Weint ein Bub, so will er sich durchsetzen. Mit diesen und ähnlichen Themen beschäftigt sich eine Ausstellung mit dem Titel „Mädchen* sein!? Vom Tafelbild zu Social Media“, die am 30. Oktober im Linzer Kunstmuseum Lentos eröffnet wird. Zur Erklärung: Der Genderstern beim Wort Mädchen* soll auf den Aspekt queerer Mädchen verweisen. In der Ausstellung mit etwa 160 künstlerischen Positionen vom Spätmittelalter bis zur Gegenwart wird ein gesellschaftlicher Diskurs zur Frage „Was bedeutet es heutzutage, ein Mädchen* zu sein?“ angestoßen.
Enormer Druck
Dazu Kuratorin Brigitte Reutner-Doneus: „Folgen wir den konventionellen Codierungen, sollen Mädchen* stark, selbstbewusst, schlau, schlank, sexy, sexuell aufgeklärt, gut gebildet, familien- und berufsorientiert, heterosexuell, weiblich und anschmiegsam, aber auch cool und selbstständig sein. Sie können alles bewältigen und kennen keine Probleme, keinen Schmerz – all das in Summe, nicht wahlweise. Dieses ambitionierte Mädchenbild spiegelt den enormen Druck wider, der von außen auf weibliche Kinder und Jugendliche einwirkt.“
Jutta Strohmaier mit ihrer Serie Just:Beauty. Der Drang vieler Frauen, Vorbildern zu entsprechen.

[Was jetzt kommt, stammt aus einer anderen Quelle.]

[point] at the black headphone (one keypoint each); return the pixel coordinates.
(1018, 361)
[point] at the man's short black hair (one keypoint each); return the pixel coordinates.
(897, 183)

Bereits in der Antike findet man mit Ausnahme von Medea keine großen Heldinnen. Ariadne und Antigone stehen aufopferungsvoll an der Seite ihrer Männer. In den Märchen sind wir mit ähnlichen Mustern konfrontiert.
Duldsam und passiv
Es muss ein Jäger, ein Ritter oder ein Prinz kommen, der die junge Frau aus ihrem Schicksal erlöst und im besten Fall noch heiratet. In Heiligenlegenden werden sowohl Männer wie Frauen gemartert, geköpft oder gerädert, doch nur die Frauen werden duldsam und passiv dargestellt.
Ceija Stojka wurde am Arm ihre KZ-Nummer eintätowiert.
Neun wissenschaftliche Arbeiten in einem Begleitkatalog und Gemälde, Videos, Fotografien und Skulpturen in der Ausstellung zeigen die soziokulturelle und kunstgeschichtliche Entwicklung bis zum heutigen Mädchenbild.
Zweifel, Rebellion
Damit verbunden sind häufig Selbstzweifel, Rebellion und die Suche nach der eigenen Identität. Zur Selbstoptimierung einerseits von Aussehen (Frisur und Styling), andererseits von der eigenen Persönlichkeit (gesellschaftliches Engagement und Freizeitgestaltung) werden zum Austausch neben analogen Freundinnengruppen Social-Media-Plattformen aufgesucht. Diversität beschreibt die Vielfalt von Menschen und ihre Unterschiede in Bezug auf Alter, Geschlecht, Herkunft, Religion und sexuelle Orientierung.
Laila Bachtiar reitet ohne Scheu auf einem Krokodil.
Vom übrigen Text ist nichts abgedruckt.